You stick pins in peaches, place your strange

blade, ranged with a grooved tooth, while the long

and strong lines of my meaning make your mind

change from fulgent tofrangent. Now you hear the

wrong cord-song, to instruct you. Assassin,  pass in . . .

. . . and she was surprised he had held up this long—

She looked directly at Geoffry Cord. Geoffry Cord looked directly at her and shrieked.

The scream snapped something. She had been thinking in Babel-17 and choosing her English words with it. But now she was thinking in English again.

Geoffry Cord jerked his head sideways, black hair shaking, flung his table over, and ran, raging, toward her.
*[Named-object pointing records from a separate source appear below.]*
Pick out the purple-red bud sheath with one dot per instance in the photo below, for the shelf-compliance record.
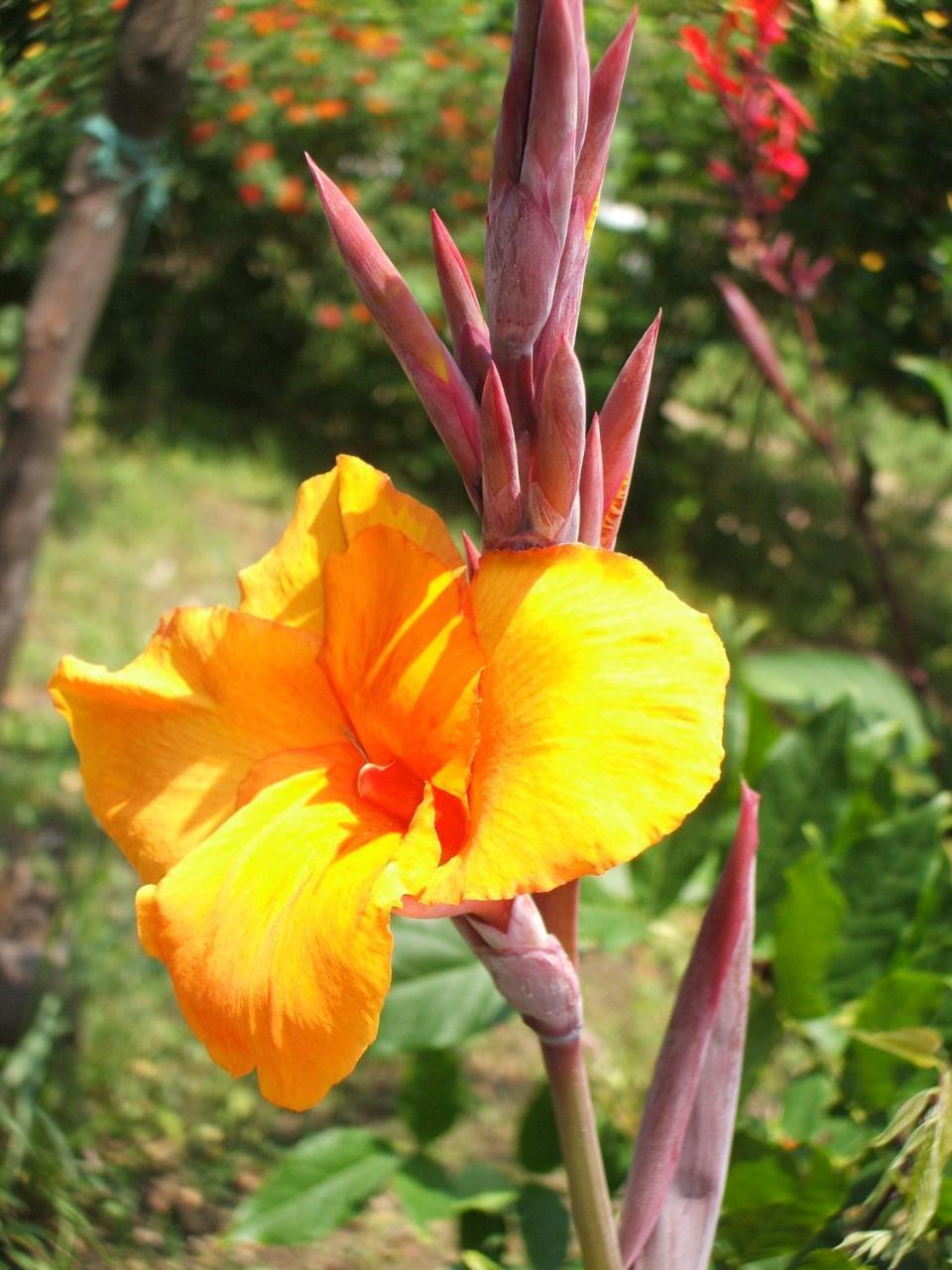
(522, 264)
(515, 113)
(500, 471)
(592, 489)
(607, 82)
(560, 444)
(621, 423)
(548, 158)
(429, 366)
(683, 1147)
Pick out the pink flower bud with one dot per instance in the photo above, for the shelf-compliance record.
(462, 307)
(621, 425)
(548, 158)
(531, 969)
(560, 444)
(592, 489)
(500, 475)
(444, 393)
(680, 1159)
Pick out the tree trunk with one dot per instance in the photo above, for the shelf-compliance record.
(148, 87)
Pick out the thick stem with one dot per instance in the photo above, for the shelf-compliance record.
(588, 1188)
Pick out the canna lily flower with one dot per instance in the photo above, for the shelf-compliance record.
(372, 730)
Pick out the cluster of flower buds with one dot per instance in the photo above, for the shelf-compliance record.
(767, 118)
(509, 400)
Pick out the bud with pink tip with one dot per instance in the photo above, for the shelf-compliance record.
(462, 307)
(444, 393)
(502, 512)
(621, 426)
(680, 1159)
(560, 444)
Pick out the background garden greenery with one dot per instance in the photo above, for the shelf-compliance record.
(232, 361)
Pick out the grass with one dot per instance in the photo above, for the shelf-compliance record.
(125, 1146)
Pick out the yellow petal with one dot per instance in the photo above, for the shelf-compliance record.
(402, 652)
(601, 717)
(167, 742)
(276, 931)
(331, 509)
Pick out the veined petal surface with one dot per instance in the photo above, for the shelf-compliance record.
(402, 652)
(330, 511)
(276, 930)
(601, 715)
(167, 742)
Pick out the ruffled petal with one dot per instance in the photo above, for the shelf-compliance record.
(331, 509)
(601, 719)
(276, 931)
(402, 651)
(167, 742)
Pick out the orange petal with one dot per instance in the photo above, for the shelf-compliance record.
(276, 931)
(167, 742)
(601, 717)
(331, 509)
(402, 652)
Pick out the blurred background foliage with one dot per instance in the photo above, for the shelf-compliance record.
(234, 358)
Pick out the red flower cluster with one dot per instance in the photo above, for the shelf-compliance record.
(766, 116)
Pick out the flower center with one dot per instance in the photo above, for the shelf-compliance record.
(393, 788)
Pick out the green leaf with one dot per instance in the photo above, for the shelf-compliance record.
(809, 920)
(608, 913)
(902, 1000)
(439, 993)
(426, 1191)
(433, 1093)
(814, 679)
(544, 1225)
(317, 1187)
(777, 1201)
(803, 1105)
(892, 878)
(936, 373)
(803, 781)
(538, 1137)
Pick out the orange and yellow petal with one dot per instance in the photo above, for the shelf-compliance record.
(403, 654)
(276, 931)
(331, 509)
(601, 719)
(167, 743)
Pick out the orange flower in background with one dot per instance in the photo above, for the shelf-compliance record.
(258, 151)
(291, 197)
(330, 108)
(241, 112)
(370, 728)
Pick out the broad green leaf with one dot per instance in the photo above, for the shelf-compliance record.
(905, 998)
(317, 1187)
(803, 781)
(433, 1093)
(425, 1189)
(803, 1105)
(608, 912)
(538, 1138)
(892, 878)
(777, 1201)
(544, 1225)
(916, 1046)
(809, 919)
(812, 679)
(439, 994)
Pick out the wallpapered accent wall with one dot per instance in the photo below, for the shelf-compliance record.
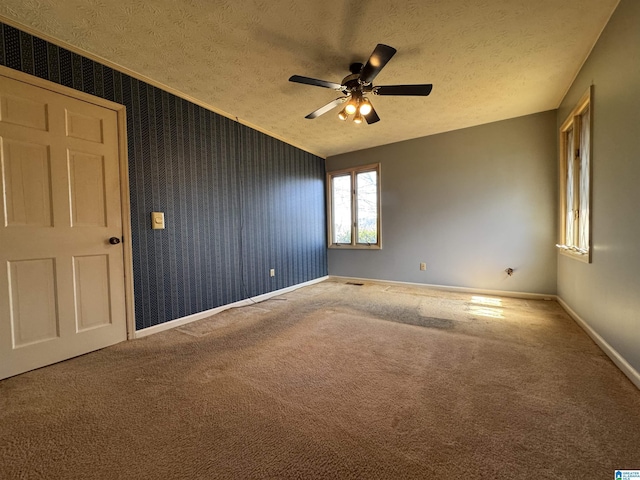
(236, 202)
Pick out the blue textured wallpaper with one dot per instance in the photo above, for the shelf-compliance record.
(236, 202)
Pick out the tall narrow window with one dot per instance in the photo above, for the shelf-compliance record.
(354, 207)
(575, 181)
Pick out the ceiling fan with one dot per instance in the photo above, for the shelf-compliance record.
(356, 86)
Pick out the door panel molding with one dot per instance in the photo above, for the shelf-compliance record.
(120, 111)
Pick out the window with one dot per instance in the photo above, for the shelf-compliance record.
(354, 207)
(575, 181)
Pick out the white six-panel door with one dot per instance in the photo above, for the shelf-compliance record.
(61, 281)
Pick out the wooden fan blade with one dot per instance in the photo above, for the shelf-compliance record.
(418, 90)
(315, 82)
(329, 106)
(378, 59)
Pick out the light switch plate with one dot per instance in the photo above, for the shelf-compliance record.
(157, 220)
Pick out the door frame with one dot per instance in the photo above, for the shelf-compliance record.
(123, 162)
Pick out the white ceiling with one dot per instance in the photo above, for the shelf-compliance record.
(488, 60)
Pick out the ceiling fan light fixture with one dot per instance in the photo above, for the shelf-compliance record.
(351, 107)
(365, 107)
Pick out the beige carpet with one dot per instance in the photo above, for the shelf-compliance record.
(333, 381)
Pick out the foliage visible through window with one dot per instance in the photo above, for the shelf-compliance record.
(575, 151)
(354, 203)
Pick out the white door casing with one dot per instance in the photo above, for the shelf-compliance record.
(62, 283)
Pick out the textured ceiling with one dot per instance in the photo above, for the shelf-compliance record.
(488, 60)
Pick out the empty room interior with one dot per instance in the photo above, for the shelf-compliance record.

The drugged knife which she had seen only through his mind was out and aimed at her stomach.

She jumped back, kicked at his wrist as he vaulted the platform edge, missed, but struck his face. He fell backwards, rolling on the floor.

Gold, silver, amber: Brass was running from his side of the room. Silver-haired Jebel was coming from the other, his cloak billowing. And the Butcher had already reached her, was between her and the uncoiling Cord.

"What is this?" Jebel demanded.

Cord was on one knee, knife still poised. His black eyes went from vibra-gun muzzle to vibra-gun muzzle, then to Brass' unsheathed claws. He froze. "I don't appreciate attacks on my guests."

"That knife is meant for you, Jebel," she panted. "Check the records of Tarik's personafix. He was going to kill you and get the Butcher under hypnotic control, and take over Tarik."

"Oh," Jebel said. "One of those-"He turned to the Butcher. "It was time for another one, wasn't it? About once every six months. I'm again grateful to you, Captain Wong."

The Butcher stepped forward and took the knife from Cord, whose body seemed frozen, whose eyes danced. Rydra listened to Cord's breath measure out the silence, while the Butcher, holding the knife by the blade, examined it. The blade itself, in the Butcher's heavy fingers, was printed steel. The handle, a seven-inch length of bone, was ridged, runneled, and stained with walnut dye.